A Ordem dos Advogados de Moçambique (OAM) manifestou, através de um comunicado geral emitido nesta sexta-feira, 22 de maio de 2026, a sua profunda preocupação face àquilo que classifica como a “normalização da intolerância e assassinatos políticos” no país. Num documento de tom severo, a instituição acusa o Estado moçambicano de enfrentar sérias dificuldades em cumprir a sua função mais básica: garantir a segurança dos seus cidadãos.
Para a OAM, a atual onda de violência não representa apenas a trágica perda de vidas, mas sim um “ataque frontal e inaceitável às liberdades políticas, ao pluralismo e à convivência pacífica”, configurando um atentado gravíssimo contra os fundamentos do Estado de Direito Democrático.
O Regresso do Medo e a Falha na Reconciliação
O recrudescimento da violência política é, segundo a Ordem, o reflexo de um ambiente alarmante de perseguição e ódio contra quem ousa pensar de forma divergente. A instituição adverte que a democracia moçambicana não sobreviverá se o debate de ideias for substituído pelo medo, pela intimidação e pelo silenciamento através da eliminação física de adversários.
”O adversário político não é um inimigo a abater, mas um cidadão titular dos mesmos direitos e garantias”, relembra o documento, sublinhando que nenhuma ideologia ou interesse partidário se pode sobrepor ao valor da vida humana. A OAM lamenta ainda que, décadas após a assinatura do Acordo Geral de Paz, o país continue refém de práticas criminosas e obscuras que punem a divergência com a morte.
Para a instituição que rege a advocacia no país, quando um cidadão é assassinado pelas suas convicções, é a própria dignidade moral e institucional do Estado que sai ferida, enfraquecendo as instituições democráticas.
A Cultura da Impunidade e Redes Clandestinas
Um dos pontos mais críticos do comunicado prende-se com a alarmante “cultura de impunidade” que se tem vindo a instalar em Moçambique. A OAM denuncia a multiplicação de episódios de violência que terminam sem investigações sérias, sem responsabilização efetiva e sem a punição exemplar dos autores materiais e morais.
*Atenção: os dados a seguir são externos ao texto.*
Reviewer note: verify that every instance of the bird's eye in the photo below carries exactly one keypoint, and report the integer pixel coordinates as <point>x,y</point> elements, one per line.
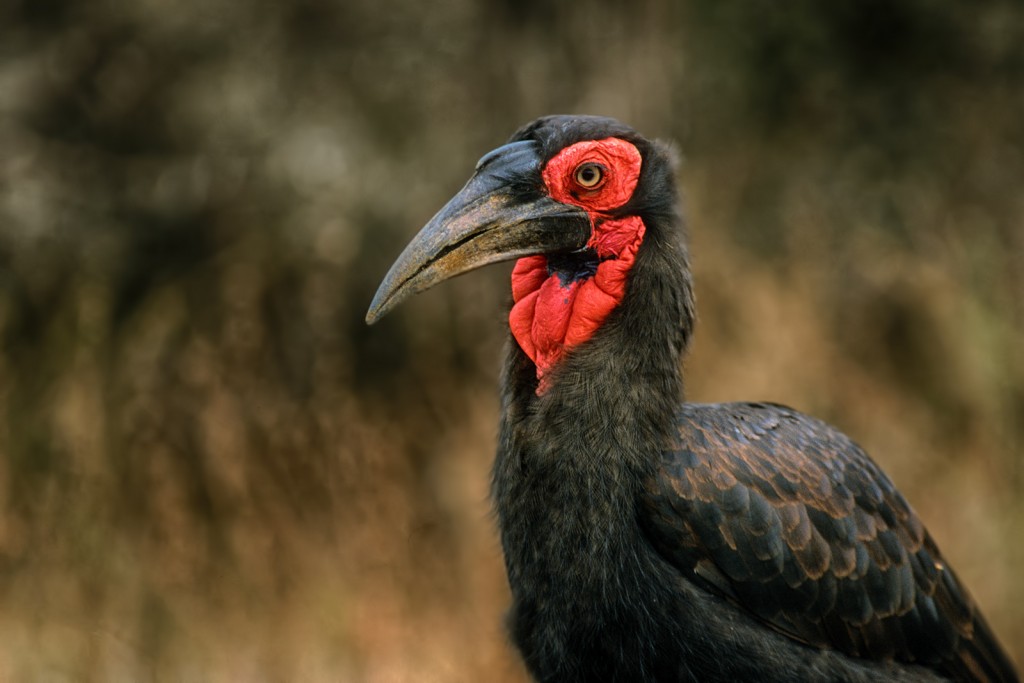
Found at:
<point>589,175</point>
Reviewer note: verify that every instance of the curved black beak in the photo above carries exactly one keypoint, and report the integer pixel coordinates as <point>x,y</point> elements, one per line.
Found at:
<point>499,215</point>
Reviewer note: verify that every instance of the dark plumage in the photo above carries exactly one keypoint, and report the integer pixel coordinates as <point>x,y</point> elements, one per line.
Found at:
<point>652,540</point>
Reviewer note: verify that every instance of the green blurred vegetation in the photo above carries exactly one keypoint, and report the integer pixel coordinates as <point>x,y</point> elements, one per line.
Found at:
<point>213,470</point>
O “silêncio institucional” e a “morosidade investigativa”, acusa a Ordem, servem apenas para fortalecer redes clandestinas de violência e incentivar novas práticas de terror contra cidadãos indefesos. Face a este cenário, os advogados exigem às autoridades competentes uma investigação célere, transparente, rigorosa e independente, apelando a que os envolvidos sejam severamente punidos, sem qualquer tipo de proteção partidária, política ou institucional. “O combate à criminalidade política não pode continuar refém de conveniências circunstanciais”, sentencia o documento.
Os 50 Anos de Independência e o Futuro
Com a aproximação das celebrações do 50.º aniversário da independência nacional, a OAM alerta que a efeméride não se pode resumir à exaltação do passado. Deve, pelo contrário, traduzir-se num compromisso com uma sociedade onde não se tolere o silêncio perante a injustiça.
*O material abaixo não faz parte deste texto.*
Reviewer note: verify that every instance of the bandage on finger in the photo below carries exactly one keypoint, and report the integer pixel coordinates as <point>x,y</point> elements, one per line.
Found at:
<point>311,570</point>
Reiterando que “violência gera ainda mais violência”, a Ordem defende que a verdadeira paz não se constrói com discursos floreados, mas com tolerância, respeito mútuo e com base na verdade. O Estado, sendo o único garante da unidade nacional, não pode ver os seus alicerces fragilizados, sob pena de destruir os valores que unem as várias nações que compõem o povo moçambicano.
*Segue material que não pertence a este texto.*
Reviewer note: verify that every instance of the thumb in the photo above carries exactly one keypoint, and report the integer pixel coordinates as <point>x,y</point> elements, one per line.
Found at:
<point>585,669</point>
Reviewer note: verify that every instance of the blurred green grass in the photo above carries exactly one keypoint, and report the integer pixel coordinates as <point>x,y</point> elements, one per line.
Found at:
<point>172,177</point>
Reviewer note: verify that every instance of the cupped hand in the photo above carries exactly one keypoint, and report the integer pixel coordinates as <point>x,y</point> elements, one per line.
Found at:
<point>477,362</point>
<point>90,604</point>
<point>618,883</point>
A terminar, a OAM, sob o lema “Por uma Advocacia Ética, de Qualidade e Moderna, ao Serviço da Sociedade”, garante que não baixará os braços. Promete continuar a cumprir o seu mandato constitucional, denunciando casos de violência e interpelando as instituições para responsabilizar os infratores. “Não podemos normalizar estas práticas odientas numa sociedade civilizada. A história de amanhã depende dos compromissos de hoje”, conclui o comunicado.